Edgar assentiu. Suas mãos
começavam a suar. Seu coração palpitava. Sua respiração acelerava.
Então, de um corredor, o
quarteto surgiu como se saíssem das sombras.
—
Olha só... — Um deles
disse.
O homem que havia acabado de
falar era pálido, alto, magro e tinha o cabelo castanho desgrenhado.
—
Não nos ouviram chegando, é? —
Uma mulher atrás dele riu.
Ela era um pouco mais baixa que
ele, além de ser tão magra e pálida quanto. Seus cabelos negros ensebados
escorriam pela testa e cobriam seu olho esquerdo.
Atrás dos dois, haviam os
outros dois integrantes do quarteto.
Um homem gigantesco sorria. A
montanha de músculos e gordura devia ter mais de dois metros de altura. Sua
pele era escura e, sua cabeça, calva.
Nenhum dos três primeiros tinha
ferimentos sérios ou ataduras no corpo, apenas os rostos sujos e as roupas um
tanto quanto danificadas.
O quarto membro, entretanto,
era diferente. O homem de estatura média tinha o corpo enfaixado quase por
completo, assim, assemelhando-se ao próprio Edgar.
—
Ouvimos vocês chegando. —
Marie respondeu secamente. —
Teríamos que ser surdos pra não ouvir os passos desse daí...

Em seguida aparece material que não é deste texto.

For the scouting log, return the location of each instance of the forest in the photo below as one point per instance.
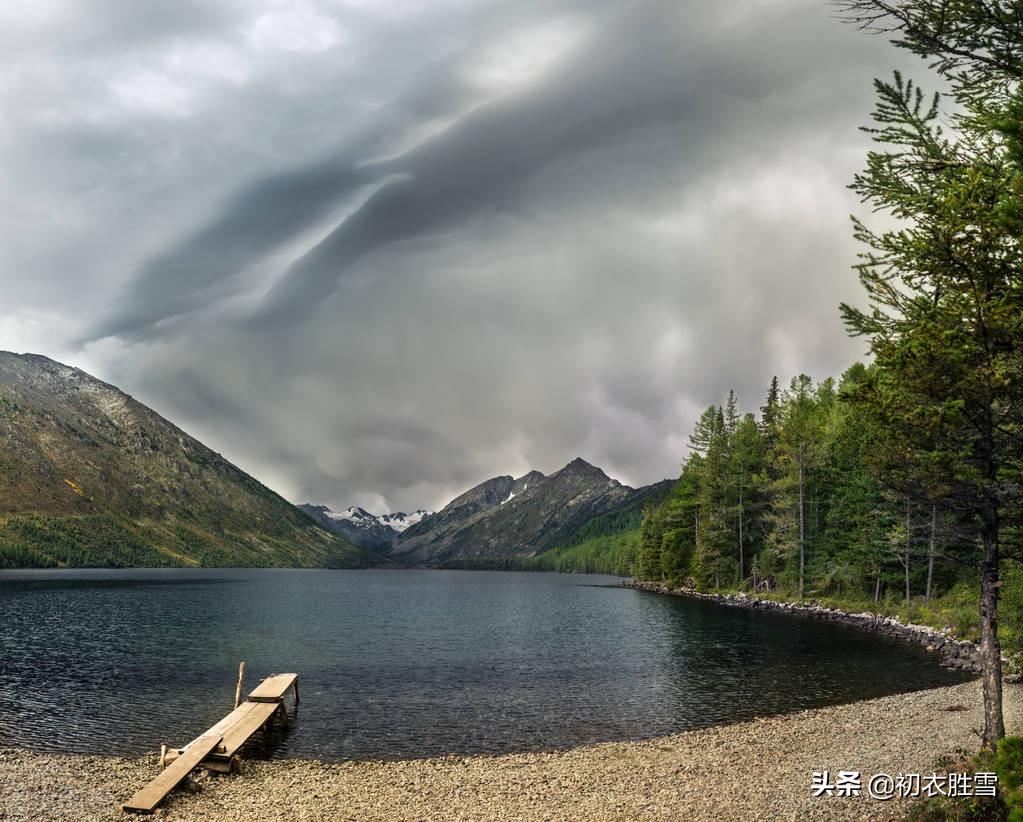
(906, 474)
(802, 499)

O sorriso do gigante ficou mais
largo.
—
O grandão aqui pode não ser muito furtivo... —
Concordou a mulher de cabelos escuros. —
Mas vai matar e comer vocês se o deixarmos.
—
Se ele nos alcançar, você quis dizer. —
Ela retrucou.
—
Você fala demais. — O
homem esguio falou um pouco irritado. —
Ainda mais... — Ele
sacou uma faca do bolso da calça. —
Pra alguém que está desarmada...
—
Chefe... — O gigante
disse com sua voz grave e, então, apontou para Edgar. — Aquele ali ta armado...
O magricela, líder do bando,
olhou friamente para Edgar.
O jovem, apesar de manejar uma
faca, tremia. Suas mãos suavam. Suas pernas estavam bambas. A própria ideia de
ter que usar aquela arma parecia o fazer sentir medo.
—
Ora... — O magrelo
sorriu maliciosamente. —
O que adianta ele ter uma faca se nem vai conseguir usá-la? — Ele olhou diretamente nos
olhos do rapaz e riu. —
Hein? O que você vai fazer? Você parece que vai começar a chorar e chamar pela
sua mãe...
O gigante e a mulher começaram
a rir junto com o chefe. O homem enfaixado, porém, continuava indiferente a
tudo, mantendo-se de braços cruzados e com o corpo encostado numa parede.
—
Edgar... — Marie o
chamou o mais calmamente que pôde. —
Tente manter a calma, ok? Eles...
Antes que ela pudesse terminar
de falar, o líder do grupo avançou contra Edgar.
O homem tinha um sorriso sinistro
no rosto. Ele mataria sem hesitar como já tinha feito tantas vezes. A ponta de
sua faca encontraria a garganta de sua vítima.
Marie gritou por Edgar. Após
isso, parecia que todo o lugar havia se silenciado após o som de uma faca
cortando através de carne. Duas vezes seguidas.
Uma faca caiu no chão. Sangue
começou a pingar em seguida.
Espantados, Marie e o bando do
homem esguio ainda não acreditavam no que haviam visto.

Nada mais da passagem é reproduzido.